Во-вторых, если у тебя много работы, но вдруг появляется свободный вечер, то хочется его провести тихо, в кругу семьи, даже (стыдно сказать) – у телевизора, с семечками. Поэтому, когда мои знакомые спрашивали меня: "Как! Вы и этого не видели? И этого?! Ну, знаете…" – мне становилось неловко, и я придумал для себя этакое клише, стандартную форму ответа. Я всегда отвечал вопросом на вопрос: "А вы когда-нибудь видели сталевара, который ходит отдыхать к родному мартену?"
И, наконец, третья причина – это иногда, в редких случаях, возникающая белая зависть: "Ах! Ну почему я не там, не с ними, не в этом чудесном действии, не в этом спектакле?!" Вот с этого и начнем.

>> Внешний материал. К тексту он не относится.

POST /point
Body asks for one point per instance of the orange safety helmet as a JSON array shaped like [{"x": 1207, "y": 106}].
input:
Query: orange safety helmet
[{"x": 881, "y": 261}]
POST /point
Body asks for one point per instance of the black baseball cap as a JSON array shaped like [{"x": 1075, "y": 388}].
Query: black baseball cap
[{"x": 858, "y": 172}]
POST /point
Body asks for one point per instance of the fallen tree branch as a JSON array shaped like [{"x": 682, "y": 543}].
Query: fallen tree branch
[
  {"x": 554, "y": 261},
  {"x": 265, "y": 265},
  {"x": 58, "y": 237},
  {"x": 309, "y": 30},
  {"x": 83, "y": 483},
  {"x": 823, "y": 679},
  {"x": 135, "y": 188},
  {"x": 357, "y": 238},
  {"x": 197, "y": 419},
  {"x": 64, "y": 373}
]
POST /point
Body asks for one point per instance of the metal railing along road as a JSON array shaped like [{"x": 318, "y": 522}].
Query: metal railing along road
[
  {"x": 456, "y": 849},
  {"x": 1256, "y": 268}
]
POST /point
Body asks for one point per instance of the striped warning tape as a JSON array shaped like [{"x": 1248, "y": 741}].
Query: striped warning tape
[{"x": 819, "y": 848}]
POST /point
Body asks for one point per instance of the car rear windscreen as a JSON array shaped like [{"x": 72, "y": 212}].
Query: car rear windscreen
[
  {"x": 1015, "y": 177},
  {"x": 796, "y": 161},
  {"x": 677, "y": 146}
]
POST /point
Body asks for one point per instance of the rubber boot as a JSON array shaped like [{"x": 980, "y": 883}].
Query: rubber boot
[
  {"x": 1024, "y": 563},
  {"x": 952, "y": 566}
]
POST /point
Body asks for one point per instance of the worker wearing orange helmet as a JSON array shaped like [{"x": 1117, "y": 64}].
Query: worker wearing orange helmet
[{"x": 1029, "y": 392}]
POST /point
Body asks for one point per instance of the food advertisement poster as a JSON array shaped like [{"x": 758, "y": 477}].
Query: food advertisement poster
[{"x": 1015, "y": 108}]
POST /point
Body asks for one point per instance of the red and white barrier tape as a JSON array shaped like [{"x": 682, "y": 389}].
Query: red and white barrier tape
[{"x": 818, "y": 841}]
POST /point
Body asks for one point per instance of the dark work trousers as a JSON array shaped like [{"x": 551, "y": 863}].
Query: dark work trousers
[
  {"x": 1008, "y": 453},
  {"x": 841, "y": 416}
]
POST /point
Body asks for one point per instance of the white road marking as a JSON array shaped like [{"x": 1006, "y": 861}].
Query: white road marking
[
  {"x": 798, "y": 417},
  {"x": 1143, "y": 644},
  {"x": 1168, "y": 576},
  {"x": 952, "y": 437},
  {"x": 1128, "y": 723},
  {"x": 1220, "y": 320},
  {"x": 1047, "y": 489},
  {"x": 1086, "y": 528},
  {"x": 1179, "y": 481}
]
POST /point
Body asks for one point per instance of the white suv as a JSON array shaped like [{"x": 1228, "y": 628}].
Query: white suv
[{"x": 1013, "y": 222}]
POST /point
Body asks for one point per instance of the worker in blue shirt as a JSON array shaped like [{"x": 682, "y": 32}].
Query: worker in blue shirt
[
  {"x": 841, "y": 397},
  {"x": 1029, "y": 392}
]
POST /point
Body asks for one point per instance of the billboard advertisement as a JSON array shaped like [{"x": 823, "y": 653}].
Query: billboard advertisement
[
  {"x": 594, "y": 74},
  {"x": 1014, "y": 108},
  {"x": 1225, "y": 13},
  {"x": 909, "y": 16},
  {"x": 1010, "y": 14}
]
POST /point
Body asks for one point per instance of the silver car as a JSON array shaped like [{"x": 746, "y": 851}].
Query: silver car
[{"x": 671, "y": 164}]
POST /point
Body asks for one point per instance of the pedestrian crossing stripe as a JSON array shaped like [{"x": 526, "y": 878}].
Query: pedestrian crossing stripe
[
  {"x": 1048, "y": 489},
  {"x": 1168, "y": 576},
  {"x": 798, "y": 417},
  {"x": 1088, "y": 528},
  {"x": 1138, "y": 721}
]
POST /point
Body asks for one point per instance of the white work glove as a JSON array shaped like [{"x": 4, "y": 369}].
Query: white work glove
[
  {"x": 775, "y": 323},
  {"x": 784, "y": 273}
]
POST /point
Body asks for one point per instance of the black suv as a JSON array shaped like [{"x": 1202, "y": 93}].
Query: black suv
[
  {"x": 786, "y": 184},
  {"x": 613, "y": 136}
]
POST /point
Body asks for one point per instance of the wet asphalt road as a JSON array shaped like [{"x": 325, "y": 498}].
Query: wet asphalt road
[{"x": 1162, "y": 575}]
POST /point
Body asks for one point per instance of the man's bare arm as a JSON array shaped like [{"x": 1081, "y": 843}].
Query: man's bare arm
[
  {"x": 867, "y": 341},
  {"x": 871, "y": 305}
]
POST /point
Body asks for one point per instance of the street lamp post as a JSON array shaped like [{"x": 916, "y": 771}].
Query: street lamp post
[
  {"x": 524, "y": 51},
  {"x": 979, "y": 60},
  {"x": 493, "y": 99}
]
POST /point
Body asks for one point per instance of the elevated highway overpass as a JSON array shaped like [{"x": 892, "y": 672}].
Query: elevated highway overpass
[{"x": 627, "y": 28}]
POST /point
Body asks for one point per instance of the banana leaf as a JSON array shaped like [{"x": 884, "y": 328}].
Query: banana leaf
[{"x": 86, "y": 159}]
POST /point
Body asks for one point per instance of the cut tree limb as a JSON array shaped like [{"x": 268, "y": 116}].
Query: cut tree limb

Анатолий Ромашин пригласил меня в Театр Луны на спектакль "Ночь нежна". Театр этот создал Сергей Проханов и руководит им до сих пор. "Ночь нежна" – магический, завораживающий роман Скотта Фитцджеральда. Если ты впечатлительный, ранимый, склонный к романтизму, но тщательно скрывающий это юноша (а таких очень много, невзирая на господствующие в стране рыночные отношения), – то этот роман ошеломит тебя и ты долго будешь его помнить. Я тоже был таким юношей, плохо помнил содержание, но хорошо запомнил впечатление, и поэтому шел в первую очередь на название.